The motors are brushless, so no wear happens during spin-up from the extra current other than a little more heat for a few seconds.

[–] nanook@friendica.eskimo.com 1 points 1 month ago (1 children)

@MangoPenguin Same thing that happens to your car motor when you slam the accelerator from a dead stop rather than gradually accelerating and maintaining a steady speed. Everyone knows stop-and-go traffic is hard on cars, disk drives too.

[–] MangoPenguin@lemmy.blahaj.zone 3 points 1 month ago (1 children)

Car engines have connecting rods and all kinds of extreme side forces on bearings that get stressed under high load. Brushless motors do not have any of those things, just a rotational bearing that doesn't experience any more load on startup vs constant speed.

[–] amju_wolf@pawb.social 1 points 1 month ago (1 children)

The startup is absolutely more stressful for the motor. It's a period of high current that also creates hotspots in the windings and such. It's certainly not great for the motor.

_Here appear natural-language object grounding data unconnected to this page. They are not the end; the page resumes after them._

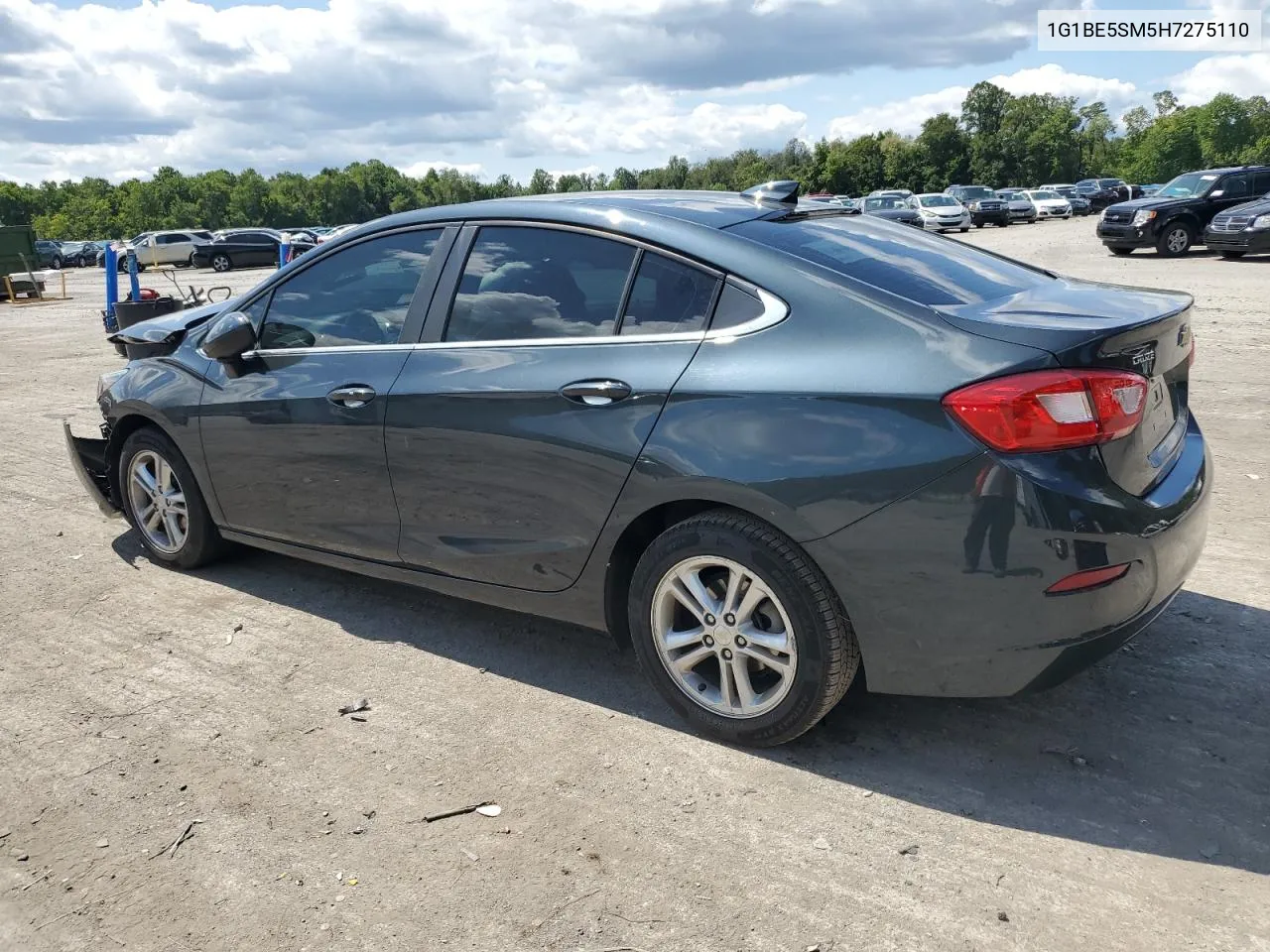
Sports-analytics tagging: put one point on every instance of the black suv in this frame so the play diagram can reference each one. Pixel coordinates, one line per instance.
(1174, 218)
(1241, 230)
(1101, 193)
(984, 206)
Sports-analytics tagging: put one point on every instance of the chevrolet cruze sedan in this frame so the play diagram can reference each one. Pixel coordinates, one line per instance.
(772, 445)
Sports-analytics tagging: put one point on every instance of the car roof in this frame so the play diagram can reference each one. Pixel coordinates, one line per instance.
(714, 209)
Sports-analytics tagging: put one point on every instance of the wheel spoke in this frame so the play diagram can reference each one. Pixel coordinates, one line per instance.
(172, 526)
(693, 593)
(677, 640)
(144, 477)
(746, 610)
(690, 660)
(781, 665)
(739, 669)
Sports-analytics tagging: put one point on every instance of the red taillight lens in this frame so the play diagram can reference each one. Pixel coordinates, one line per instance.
(1043, 411)
(1088, 579)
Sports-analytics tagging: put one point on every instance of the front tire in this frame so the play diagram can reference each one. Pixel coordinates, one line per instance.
(164, 504)
(739, 631)
(1175, 240)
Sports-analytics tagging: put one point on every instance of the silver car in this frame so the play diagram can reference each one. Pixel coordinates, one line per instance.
(940, 212)
(1021, 209)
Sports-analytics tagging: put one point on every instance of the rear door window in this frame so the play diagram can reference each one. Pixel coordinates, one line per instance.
(922, 268)
(522, 284)
(668, 298)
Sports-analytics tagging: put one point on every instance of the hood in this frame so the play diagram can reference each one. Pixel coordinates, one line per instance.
(1257, 206)
(1148, 202)
(171, 327)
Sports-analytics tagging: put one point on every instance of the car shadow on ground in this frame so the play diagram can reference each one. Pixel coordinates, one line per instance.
(1164, 748)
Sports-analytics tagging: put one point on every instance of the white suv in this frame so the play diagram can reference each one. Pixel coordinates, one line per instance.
(171, 246)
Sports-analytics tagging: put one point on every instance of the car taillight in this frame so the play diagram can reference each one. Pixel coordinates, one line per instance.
(1043, 411)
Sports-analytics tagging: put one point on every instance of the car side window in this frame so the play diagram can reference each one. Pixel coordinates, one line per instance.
(525, 284)
(1234, 186)
(735, 307)
(667, 298)
(359, 295)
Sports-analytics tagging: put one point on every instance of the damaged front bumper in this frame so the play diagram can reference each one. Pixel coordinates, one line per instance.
(89, 461)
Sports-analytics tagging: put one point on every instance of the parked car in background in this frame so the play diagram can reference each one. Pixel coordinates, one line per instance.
(171, 246)
(335, 232)
(347, 411)
(892, 207)
(244, 249)
(1080, 204)
(1049, 204)
(983, 204)
(1241, 230)
(940, 212)
(1101, 195)
(1178, 214)
(121, 246)
(1020, 207)
(49, 254)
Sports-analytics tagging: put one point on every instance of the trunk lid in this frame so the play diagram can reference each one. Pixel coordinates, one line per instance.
(1096, 325)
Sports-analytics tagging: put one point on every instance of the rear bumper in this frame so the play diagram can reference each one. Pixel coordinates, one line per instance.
(89, 462)
(1251, 241)
(929, 626)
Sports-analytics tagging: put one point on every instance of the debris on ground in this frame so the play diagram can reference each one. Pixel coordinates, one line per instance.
(484, 807)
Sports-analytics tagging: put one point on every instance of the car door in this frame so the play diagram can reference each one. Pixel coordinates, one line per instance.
(544, 370)
(1229, 191)
(294, 433)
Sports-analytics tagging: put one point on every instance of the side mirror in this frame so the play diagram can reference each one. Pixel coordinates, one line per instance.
(230, 335)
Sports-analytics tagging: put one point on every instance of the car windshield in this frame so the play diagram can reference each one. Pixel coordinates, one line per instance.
(922, 268)
(1188, 185)
(884, 202)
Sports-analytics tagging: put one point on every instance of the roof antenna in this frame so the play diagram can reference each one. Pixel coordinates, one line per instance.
(774, 194)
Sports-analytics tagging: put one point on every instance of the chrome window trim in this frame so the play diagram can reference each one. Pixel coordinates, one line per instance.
(774, 312)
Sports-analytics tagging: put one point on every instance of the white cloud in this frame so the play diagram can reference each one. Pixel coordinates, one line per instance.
(1241, 73)
(111, 91)
(906, 116)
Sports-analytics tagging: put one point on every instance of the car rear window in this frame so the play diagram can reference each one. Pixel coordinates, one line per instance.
(924, 268)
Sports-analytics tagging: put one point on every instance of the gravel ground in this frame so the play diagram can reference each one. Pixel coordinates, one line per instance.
(1124, 810)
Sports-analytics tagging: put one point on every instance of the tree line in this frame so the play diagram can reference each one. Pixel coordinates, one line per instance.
(997, 140)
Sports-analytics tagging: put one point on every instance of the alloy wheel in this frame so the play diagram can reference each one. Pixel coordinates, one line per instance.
(724, 638)
(158, 502)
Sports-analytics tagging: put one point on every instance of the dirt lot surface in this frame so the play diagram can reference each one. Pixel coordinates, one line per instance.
(1124, 810)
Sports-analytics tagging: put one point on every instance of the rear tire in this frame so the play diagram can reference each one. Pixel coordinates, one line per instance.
(1175, 240)
(164, 504)
(801, 654)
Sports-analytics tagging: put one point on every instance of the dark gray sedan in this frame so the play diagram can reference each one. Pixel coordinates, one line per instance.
(771, 445)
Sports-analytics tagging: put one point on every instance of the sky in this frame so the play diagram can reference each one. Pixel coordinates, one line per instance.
(119, 87)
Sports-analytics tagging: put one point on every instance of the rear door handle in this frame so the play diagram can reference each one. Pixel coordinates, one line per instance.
(352, 397)
(595, 393)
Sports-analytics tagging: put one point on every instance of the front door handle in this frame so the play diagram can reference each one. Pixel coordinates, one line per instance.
(352, 397)
(595, 393)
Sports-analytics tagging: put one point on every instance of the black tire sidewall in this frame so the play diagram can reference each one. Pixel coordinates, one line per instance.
(1162, 245)
(811, 679)
(202, 542)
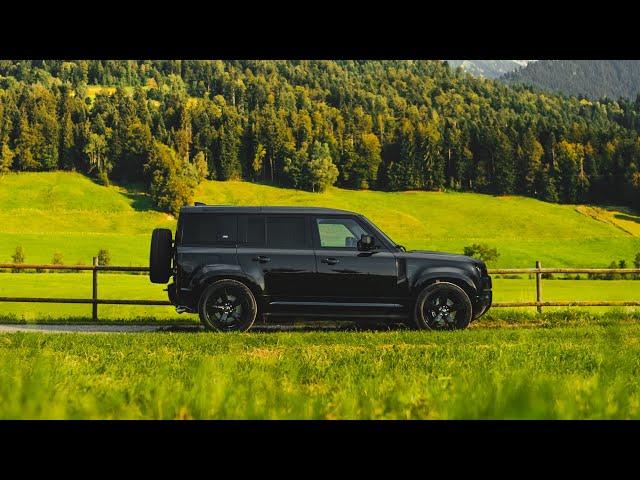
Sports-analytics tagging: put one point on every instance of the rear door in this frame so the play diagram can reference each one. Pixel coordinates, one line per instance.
(279, 250)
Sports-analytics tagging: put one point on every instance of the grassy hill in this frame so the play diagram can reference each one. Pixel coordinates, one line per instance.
(70, 214)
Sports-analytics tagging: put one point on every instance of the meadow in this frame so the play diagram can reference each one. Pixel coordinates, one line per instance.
(70, 214)
(585, 372)
(121, 286)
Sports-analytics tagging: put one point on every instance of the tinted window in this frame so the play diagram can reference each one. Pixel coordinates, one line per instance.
(209, 229)
(286, 232)
(255, 231)
(339, 232)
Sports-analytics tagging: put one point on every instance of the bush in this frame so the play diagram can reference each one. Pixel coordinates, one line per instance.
(18, 257)
(56, 260)
(104, 257)
(482, 252)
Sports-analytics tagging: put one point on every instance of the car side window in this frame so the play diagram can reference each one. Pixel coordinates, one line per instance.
(339, 232)
(209, 229)
(287, 232)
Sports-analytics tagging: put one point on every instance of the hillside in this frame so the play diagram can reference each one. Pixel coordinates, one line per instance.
(489, 68)
(591, 78)
(68, 213)
(385, 125)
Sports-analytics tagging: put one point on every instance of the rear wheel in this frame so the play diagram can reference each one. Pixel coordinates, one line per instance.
(442, 306)
(227, 306)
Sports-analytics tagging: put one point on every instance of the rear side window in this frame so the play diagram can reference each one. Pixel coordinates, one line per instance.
(209, 229)
(252, 230)
(287, 232)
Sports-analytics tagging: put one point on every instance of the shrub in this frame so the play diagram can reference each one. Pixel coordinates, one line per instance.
(104, 257)
(18, 257)
(57, 260)
(482, 252)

[–] MangoPenguin@lemmy.blahaj.zone 1 points 1 month ago

Hotspots won't hurt anything unless they get too hot and damage the coating on the windings, I would assume the manufacturer is aware of that and designed the startup current so it's safe.

[–] bloodfart@lemmy.ml 1 points 1 month ago

Hey I see that you found hd-idle.

Last time I tried to use it it wasn’t compatible with smartmon.

I would take smartmon over spin down every day of the week.

I’m gonna go out on a limb and assume the reason you have this problem with power is that you’re running a zfs/md-raid 5 or whatever. It may be a good idea to get away from that configuration. When you write a file to a 3 disk pool with parity, all three drives spin up. The details are a whole nother can of worms but the way that operating systems, busses and hbas interact with disks make this even worse.

I got away from that situation with a mergerfs/snapraid setup where my disks are jbod and writing a file to the pool only spins up one disk (with some caveats) and parity calculation is done at night as a snapshot all at once.

I do not think this saves power, although my power use has been very low in this configuration. I do think this saves drives, because snapraid is decently judicious with spin up/spin down work, amassing all the changes first then calculating what to put where and doing that all at once.

If your primary concern is power use and hard disk life, consider a ssd pool. The density and power consumption are why datacenters switched to them and why 3.5 racks are so cheap now in comparison.